Publié le 14 janvier 2016 par Neutrinou
L'autre jour, je veux commander des fenêtres d'une marque donnée dans un grand magasin de matériaux. Le charmant jeune homme qui nous sert regarde dans ses tableaux de bord :- Non, je suis désolé, il n'y en a plus.- Mais alors, quand y en aura-t-il ?Il se tortille :- Je ne sais pas. Peut-être jamais.Je lui demande de téléphoner à l'usine, au distributeur. - Non, ce n'est pas possible.C'est vrai qu'on est samedi. Je comprends à ses dires que la situation est désespérée. D'autant qu'il me recommande de me rabattre sur une autre marque - qui ne fait pas du tout les mêmes produits. Trois jours après, je reviens, on téléphone à l'usine, et je comprends qu'il s'agit d'un des fabricants les plus distribué en Thaïlande, dont le manque de stock et surtout l'absence de suivi auraient été hautement improbable. Le vendeur l'ignorait-il ? Peu vraisemblable.

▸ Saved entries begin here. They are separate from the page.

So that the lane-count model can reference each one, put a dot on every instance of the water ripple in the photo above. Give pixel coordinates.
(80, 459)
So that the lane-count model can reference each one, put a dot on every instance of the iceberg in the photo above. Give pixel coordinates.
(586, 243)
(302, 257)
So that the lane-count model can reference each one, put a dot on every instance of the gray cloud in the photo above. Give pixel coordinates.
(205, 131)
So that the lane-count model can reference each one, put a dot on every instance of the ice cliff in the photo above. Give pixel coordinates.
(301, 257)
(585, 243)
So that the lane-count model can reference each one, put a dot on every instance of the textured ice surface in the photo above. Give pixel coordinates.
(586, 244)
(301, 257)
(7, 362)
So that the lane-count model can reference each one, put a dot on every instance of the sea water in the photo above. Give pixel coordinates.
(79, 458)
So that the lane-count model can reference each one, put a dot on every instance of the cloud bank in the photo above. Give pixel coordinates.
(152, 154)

Rye a eu un problème un peu similaire. Dans le même magasin. On lui a dit que la porte de douche qui était en exposition n'était plus en stock. Il faut la commander, rétorque-t-il. Ce n'est pas possible, la société ne produit plus. Elle a fermé.

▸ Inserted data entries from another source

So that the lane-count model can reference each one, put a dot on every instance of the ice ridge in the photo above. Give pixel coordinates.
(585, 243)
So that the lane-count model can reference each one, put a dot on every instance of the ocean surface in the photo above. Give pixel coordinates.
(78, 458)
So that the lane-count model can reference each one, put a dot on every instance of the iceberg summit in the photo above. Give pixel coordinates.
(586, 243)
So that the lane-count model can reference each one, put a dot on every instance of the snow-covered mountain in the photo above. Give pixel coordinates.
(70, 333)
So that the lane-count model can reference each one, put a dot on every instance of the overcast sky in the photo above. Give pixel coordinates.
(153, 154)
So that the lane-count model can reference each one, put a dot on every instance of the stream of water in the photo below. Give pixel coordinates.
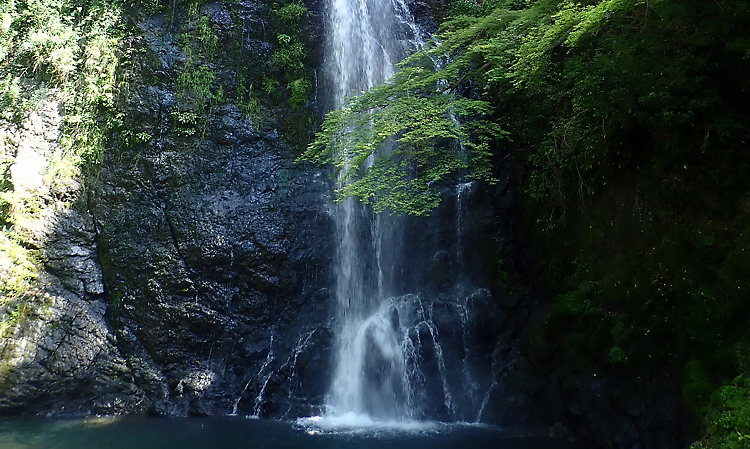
(375, 364)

- Mais quand même, insiste-t-il, je pourrais acheter la porte qui est en démonstration ?On lui répond que non, parce qu'il en faut bien une pour mettre en démo !...

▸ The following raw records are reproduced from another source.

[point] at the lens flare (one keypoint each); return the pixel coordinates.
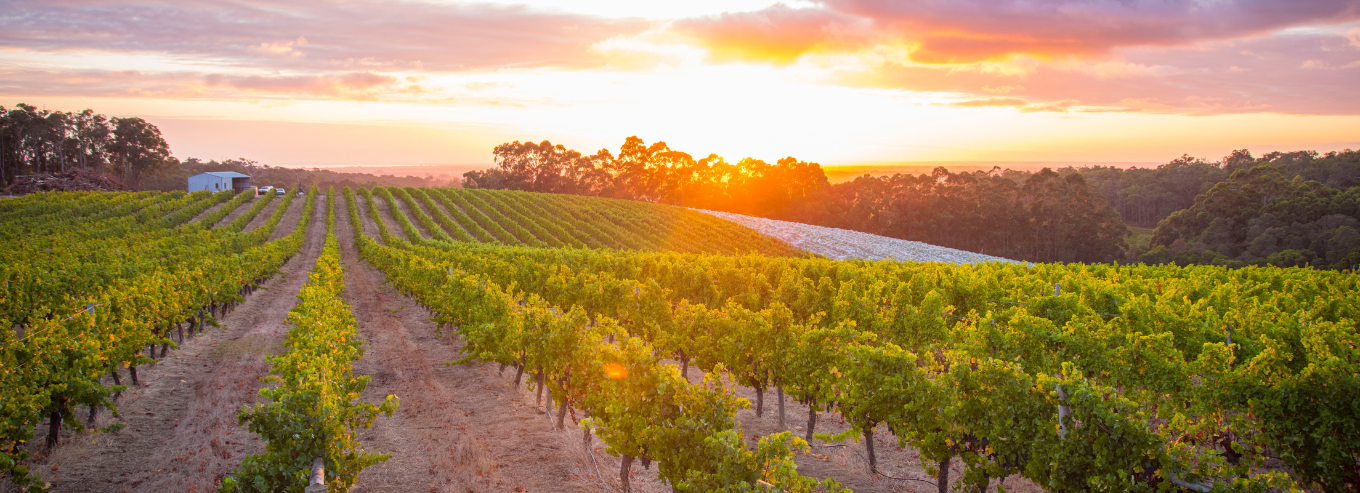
(615, 371)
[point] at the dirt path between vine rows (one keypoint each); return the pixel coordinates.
(460, 428)
(180, 425)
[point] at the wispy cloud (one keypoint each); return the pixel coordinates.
(958, 32)
(333, 36)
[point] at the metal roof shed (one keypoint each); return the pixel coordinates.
(218, 181)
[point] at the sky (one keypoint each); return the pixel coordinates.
(838, 82)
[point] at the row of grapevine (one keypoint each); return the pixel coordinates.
(1185, 376)
(531, 226)
(113, 297)
(652, 413)
(314, 411)
(484, 221)
(425, 219)
(543, 219)
(541, 225)
(457, 215)
(454, 232)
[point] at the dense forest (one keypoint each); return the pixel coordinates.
(1072, 214)
(1043, 218)
(1283, 209)
(37, 140)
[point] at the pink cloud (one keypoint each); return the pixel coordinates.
(354, 85)
(959, 32)
(778, 34)
(1300, 74)
(362, 34)
(990, 102)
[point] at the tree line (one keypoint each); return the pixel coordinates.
(37, 140)
(1045, 217)
(1295, 209)
(1071, 214)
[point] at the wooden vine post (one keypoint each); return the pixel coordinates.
(317, 480)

En revenant à la charge le jour suivant, Rye apprend que Global Thaïland a dû acheter un container de quatre mille portes qu'il a ventilées sur toutes ses succursales. Maintenant, le stock est épuisé, et il faudrait passer une nouvelle commande de quatre mille portes. Et le vendeur de notre Global espère que dans la prochaine livraison - dans un mois ou dans dix ans, il y aura des portes identiques à celle qu'il a déjà en expo. Bel optimisme…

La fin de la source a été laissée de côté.